Too often does Hollywood revive series from the dead, ruining my childhood memories with terrible CGI and even worse renditions of nauseating Pop tunes from the last decade. In The Muppets, this is not the case.
Thanks to Jason Segal, Nicholas Stoller, James Bobin and Disney, the Muppets are back for their first outing since 1999′s Muppets from Space.
Despite the film’s lack of Rizzo (bastards!), Segal and company really nailed this one. There are zero jokes about recent pop culture mania. No CGI, no terrible pop songs, nor hidden adult humor. The Muppets is everything you’d want from a Muppet spectacle: extravagant celebrity cameos and a whole lot of FELT.
Gary (Segal) and his brother Walter (a new Muppet!) set out for California to see the sights and visit the old Muppet Theater. After finding it in disarray, Walter overhears oil man Tex Richman’s plans to buy the theater and tear it down. Little does everyone know, the theater sits on a potentially lucrative oil field, and Richman wants to drill. Walter, Gary and Gary’s gal pal Mary (Amy Adams) set out to reunite the Muppets and raise the $10 million needed to buy back the theater.
The Muppets remains completely true to the series and Jim Henson legacy. This blogger was worried that the film would’ve tried to modernize the characters a great deal, but gladly, Segal and his team withheld from such temptations. As Walter, Mary, Gary and Kermit rush around the country to collect the rest of the gang, the characters break the fourth wall often, with nods to needing a montage or worrying about the film’s length…which I suppose one could claim as a “modern” form of joking and storytelling. Thankfully, it worked and added some depth and color to the movie and characters.

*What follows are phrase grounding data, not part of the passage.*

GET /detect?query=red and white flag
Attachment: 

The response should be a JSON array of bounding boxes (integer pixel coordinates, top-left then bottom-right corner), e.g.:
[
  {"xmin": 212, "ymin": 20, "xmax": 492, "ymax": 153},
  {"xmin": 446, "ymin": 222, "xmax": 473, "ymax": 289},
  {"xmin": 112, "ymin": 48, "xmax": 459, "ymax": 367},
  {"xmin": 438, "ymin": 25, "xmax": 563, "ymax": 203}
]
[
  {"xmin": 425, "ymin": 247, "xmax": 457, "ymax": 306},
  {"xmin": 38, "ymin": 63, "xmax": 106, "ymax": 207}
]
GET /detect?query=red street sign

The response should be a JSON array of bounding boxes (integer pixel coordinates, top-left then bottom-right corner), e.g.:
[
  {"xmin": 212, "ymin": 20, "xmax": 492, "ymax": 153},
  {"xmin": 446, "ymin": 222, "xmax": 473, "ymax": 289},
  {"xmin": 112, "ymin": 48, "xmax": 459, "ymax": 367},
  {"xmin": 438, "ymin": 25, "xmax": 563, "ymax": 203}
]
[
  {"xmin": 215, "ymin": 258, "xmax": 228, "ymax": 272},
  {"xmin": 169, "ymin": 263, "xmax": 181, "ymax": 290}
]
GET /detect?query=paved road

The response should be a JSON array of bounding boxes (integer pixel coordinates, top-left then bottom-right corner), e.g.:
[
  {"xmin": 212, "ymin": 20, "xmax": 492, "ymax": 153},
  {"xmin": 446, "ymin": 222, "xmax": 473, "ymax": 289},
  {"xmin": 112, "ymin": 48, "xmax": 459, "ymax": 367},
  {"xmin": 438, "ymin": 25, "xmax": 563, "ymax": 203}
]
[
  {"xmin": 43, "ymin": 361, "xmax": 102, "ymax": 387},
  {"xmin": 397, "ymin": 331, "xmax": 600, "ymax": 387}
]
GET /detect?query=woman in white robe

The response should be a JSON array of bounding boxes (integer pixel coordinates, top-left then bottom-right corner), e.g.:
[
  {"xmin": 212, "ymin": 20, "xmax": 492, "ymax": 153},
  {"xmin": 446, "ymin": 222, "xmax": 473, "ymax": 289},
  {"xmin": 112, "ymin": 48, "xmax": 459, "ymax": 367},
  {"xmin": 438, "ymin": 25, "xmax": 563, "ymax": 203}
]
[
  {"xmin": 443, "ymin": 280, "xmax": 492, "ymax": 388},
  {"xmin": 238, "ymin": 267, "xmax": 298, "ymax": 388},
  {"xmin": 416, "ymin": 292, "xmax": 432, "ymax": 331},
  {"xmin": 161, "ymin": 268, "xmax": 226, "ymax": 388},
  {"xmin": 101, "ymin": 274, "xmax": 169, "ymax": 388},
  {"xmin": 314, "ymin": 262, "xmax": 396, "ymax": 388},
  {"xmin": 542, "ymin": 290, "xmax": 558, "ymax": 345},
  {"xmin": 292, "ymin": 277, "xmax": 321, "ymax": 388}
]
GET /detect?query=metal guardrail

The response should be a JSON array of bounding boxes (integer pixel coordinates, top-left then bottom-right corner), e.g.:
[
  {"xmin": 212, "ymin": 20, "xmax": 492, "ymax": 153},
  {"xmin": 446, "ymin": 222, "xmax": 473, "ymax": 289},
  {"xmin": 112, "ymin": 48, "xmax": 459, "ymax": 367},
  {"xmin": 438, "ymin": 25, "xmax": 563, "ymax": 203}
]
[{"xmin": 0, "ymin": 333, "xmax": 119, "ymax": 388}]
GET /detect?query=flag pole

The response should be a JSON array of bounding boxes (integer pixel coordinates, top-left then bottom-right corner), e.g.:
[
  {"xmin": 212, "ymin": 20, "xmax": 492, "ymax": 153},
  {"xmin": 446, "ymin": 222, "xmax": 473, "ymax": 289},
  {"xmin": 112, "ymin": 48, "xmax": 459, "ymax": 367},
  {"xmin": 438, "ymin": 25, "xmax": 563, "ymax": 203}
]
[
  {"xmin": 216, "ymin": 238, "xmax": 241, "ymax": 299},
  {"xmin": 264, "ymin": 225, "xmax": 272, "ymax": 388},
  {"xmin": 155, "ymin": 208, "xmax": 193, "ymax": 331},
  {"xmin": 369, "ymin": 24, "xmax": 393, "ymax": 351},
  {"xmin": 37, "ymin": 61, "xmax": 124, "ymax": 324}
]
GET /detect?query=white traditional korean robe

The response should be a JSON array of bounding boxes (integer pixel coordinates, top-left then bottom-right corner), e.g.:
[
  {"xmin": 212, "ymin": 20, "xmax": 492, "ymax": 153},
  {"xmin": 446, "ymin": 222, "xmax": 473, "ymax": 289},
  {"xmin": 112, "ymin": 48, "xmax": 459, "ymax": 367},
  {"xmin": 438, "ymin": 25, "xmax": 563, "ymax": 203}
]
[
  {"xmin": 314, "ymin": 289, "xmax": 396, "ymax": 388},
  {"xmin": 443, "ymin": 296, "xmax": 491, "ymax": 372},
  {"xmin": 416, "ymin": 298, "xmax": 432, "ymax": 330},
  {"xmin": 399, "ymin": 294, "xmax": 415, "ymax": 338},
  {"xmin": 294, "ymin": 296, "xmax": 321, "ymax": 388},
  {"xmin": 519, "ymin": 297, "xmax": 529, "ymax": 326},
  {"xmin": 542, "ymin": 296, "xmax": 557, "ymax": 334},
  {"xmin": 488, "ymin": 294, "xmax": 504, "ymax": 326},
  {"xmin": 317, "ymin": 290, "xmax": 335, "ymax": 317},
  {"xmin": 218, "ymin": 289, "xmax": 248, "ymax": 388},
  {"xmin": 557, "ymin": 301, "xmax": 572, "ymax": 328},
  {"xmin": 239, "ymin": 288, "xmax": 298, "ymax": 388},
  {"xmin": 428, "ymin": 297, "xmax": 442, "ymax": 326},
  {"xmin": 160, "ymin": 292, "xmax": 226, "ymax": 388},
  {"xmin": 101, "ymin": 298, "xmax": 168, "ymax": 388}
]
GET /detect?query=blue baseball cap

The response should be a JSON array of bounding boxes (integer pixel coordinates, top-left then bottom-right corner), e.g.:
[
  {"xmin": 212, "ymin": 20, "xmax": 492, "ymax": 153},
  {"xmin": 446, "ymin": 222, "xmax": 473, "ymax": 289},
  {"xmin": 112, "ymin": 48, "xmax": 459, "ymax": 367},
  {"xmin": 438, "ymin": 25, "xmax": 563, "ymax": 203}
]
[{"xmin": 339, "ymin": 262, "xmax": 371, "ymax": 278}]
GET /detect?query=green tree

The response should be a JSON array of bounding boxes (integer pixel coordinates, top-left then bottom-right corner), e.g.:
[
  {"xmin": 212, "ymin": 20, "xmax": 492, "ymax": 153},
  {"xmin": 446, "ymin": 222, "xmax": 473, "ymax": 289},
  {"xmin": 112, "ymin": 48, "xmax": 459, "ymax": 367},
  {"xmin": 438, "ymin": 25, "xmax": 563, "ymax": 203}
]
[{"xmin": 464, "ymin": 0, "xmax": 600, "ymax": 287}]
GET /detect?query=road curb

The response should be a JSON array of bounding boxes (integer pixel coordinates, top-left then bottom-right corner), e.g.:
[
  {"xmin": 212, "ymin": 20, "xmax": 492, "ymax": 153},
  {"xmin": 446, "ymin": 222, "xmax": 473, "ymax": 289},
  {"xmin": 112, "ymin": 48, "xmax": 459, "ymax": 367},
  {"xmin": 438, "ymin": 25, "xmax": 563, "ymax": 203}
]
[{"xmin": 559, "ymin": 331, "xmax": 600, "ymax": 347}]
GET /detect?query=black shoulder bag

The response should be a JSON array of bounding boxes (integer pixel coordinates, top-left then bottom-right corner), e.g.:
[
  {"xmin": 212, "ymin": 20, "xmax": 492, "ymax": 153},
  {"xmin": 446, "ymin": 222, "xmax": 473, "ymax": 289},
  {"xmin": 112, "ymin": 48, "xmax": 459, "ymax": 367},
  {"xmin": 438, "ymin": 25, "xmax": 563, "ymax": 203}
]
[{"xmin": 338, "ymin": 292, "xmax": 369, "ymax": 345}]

There’s really nothing negative to be said here…except for the lack of Rizzo one-liners of course! With this latest installment, the Muppets feel completely rejuvenated, both as a franchise and also as a form of entertainment that many will warmly remember from our childhoods. Hopefully, The Muppets will resonate with a new generation of kids and, fingers crossed, this will simply be the beginning of a new crop of “sensational, inspirational, celebrational, and muppetational” Muppets movies.